Booker nominees see sales rocket as their works get mass promotion
Sir Salman Rushdie's Midnight's Children has been selected from six novels as the Best of the Booker. What does it take to win a Booker-winning novel?
Martyn Goff, who ran the award for 35 years, says the key is literary tourism - taking the reader somewhere they are not familiar with.
"It's going to give people information and feeling about something they knew very little about indeed," he explains.
"Yes, there should be a strong plot. But also there should be a description of something that most of us don't know anything about - Rushdie with India as it was, that sort of thing. People are very taken with that."
'Cracking story'
While saying what constitutes a literary novel is hard enough, identifying what makes one a big popular hit is even harder.
Novelists and publishers fantasise about international success to match Ian McEwan's Atonement, Sebastian Faulks' Birdsong, or Louis De Bernieres' Captain Corelli's Mandolin.
BEST OF BOOKER NOMINEES
Midnight's Children by Salman Rushdie (won in 1981; also the previous winner of the Booker Of Bookers, in 1993)
Disgrace by JM Coetzee (1999)
Oscar And Lucinda by Peter Carey (1988, above)
The Conservationist by Nadine Gordimer (1974)
The Siege Of Krishnapur by JG Farrell (1973)
The Ghost Road by Pat Barker (1995)
That trio seem to back up Martyn Goff's belief a literary best-seller needs to transport the reader to a remote time or place.
"The working definition of literary fiction is fiction that is not just concerned with story, but with how it's told as well," says American-born writer Tracy Chevalier, author of Girl With A Pearl Earring.
"If you look at The Da Vinci Code, it's a cracking story that goes on and on.
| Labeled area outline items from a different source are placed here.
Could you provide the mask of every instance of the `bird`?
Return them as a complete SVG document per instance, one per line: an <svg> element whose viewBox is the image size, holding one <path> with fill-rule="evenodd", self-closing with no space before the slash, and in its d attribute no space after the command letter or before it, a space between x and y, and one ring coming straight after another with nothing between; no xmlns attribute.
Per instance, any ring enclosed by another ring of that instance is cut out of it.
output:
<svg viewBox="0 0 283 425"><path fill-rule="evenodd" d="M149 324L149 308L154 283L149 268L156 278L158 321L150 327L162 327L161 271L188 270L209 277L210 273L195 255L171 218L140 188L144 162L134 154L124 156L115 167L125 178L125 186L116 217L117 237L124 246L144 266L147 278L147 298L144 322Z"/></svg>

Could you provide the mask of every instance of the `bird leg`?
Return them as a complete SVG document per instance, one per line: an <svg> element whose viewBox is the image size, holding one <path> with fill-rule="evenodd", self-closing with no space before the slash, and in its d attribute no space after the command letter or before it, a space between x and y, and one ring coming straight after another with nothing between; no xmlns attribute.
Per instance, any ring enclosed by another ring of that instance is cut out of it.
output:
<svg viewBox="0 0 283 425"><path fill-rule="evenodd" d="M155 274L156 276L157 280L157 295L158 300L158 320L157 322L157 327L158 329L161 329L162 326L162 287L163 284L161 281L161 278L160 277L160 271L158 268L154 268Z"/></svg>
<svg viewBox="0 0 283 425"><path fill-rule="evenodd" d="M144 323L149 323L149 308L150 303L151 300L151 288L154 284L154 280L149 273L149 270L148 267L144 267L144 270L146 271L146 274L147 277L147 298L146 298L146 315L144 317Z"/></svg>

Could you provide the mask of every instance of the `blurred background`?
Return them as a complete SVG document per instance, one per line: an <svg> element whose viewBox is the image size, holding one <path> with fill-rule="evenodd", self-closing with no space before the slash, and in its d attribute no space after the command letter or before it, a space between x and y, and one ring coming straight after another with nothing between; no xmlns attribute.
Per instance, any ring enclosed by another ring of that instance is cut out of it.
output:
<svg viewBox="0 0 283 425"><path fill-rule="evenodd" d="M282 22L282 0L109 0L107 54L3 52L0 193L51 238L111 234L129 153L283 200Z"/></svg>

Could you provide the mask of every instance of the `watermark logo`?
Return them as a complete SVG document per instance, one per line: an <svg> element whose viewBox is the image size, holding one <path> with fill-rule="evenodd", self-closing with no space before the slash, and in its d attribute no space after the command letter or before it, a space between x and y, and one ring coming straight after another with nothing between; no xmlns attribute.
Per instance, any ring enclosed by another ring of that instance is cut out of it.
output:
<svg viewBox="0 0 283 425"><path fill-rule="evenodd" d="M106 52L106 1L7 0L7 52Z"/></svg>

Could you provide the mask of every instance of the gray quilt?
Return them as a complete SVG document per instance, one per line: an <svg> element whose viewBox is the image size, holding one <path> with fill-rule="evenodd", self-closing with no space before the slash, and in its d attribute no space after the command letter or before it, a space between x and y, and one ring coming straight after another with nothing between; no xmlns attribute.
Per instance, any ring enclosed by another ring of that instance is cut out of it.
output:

I don't think Dan Brown thought an awful lot about how he told the story.
"When you read a book like Atonement - a very popular literary fiction - its form follows its function. The story is a compelling one, but how it's told is also essential to the story itself. Those two things come together and make the book more than it would be if it was just a plot."
But some fear that prizes now have too much influence - even Martyn Goff, who gave half his life to nurturing the Booker.
"In the very early days of Booker, they just wanted to produce a novel they thought would be good - now people are trying to write a Booker winner," he says.
"It's become too big a factor."
TV central
But authors such as Tracy Chevalier say they are not the ones obsessed with awards.
"I think writers for the most part just write what we want to write," she says.
"But for publishers, it's so hard to sell a book out there anymore. Too many books are published, and people are reading less. Those two combined have squeezed out the mid-range authors.
"The easiest way for a publisher to establish an author is by winning the Orange prize, or the Booker. They get a lot of publicity, because the booksellers put the books up at the front of the shop."
For their part, booksellers contend the trade is really shaped by television.
Since 2004, Channel 4's Richard and Judy show has operated a book club, influenced by a similar idea on Oprah Winfrey in the US.
Where once word-of-mouth amongst reading groups could be enough to turn an unknown book into a must-read, these days getting a Richard and Judy sticker on the front of a novel is now key to sales, says Dan Fenton, an independent bookseller in Central London.
"Over time, the selection and range of books on this television show has given readers confidence," he adds.
"A lot of people are afraid of modern fiction. It puts those books out in the forefront."
And Tracy Chevalier - who says she owes her own success to the word-of-mouth buzz around Girl With A Pearl Earring - insists the market is getting "tighter and tighter" all the time.
"They are still publishing lots of books, are there some beautifully-written books that are out there that aren't getting much attention, and you hope that somehow it'll get taken up," she says.
"But I feel like it's not that spontaneous anymore, unfortunately. I think the market is getting too tight for that."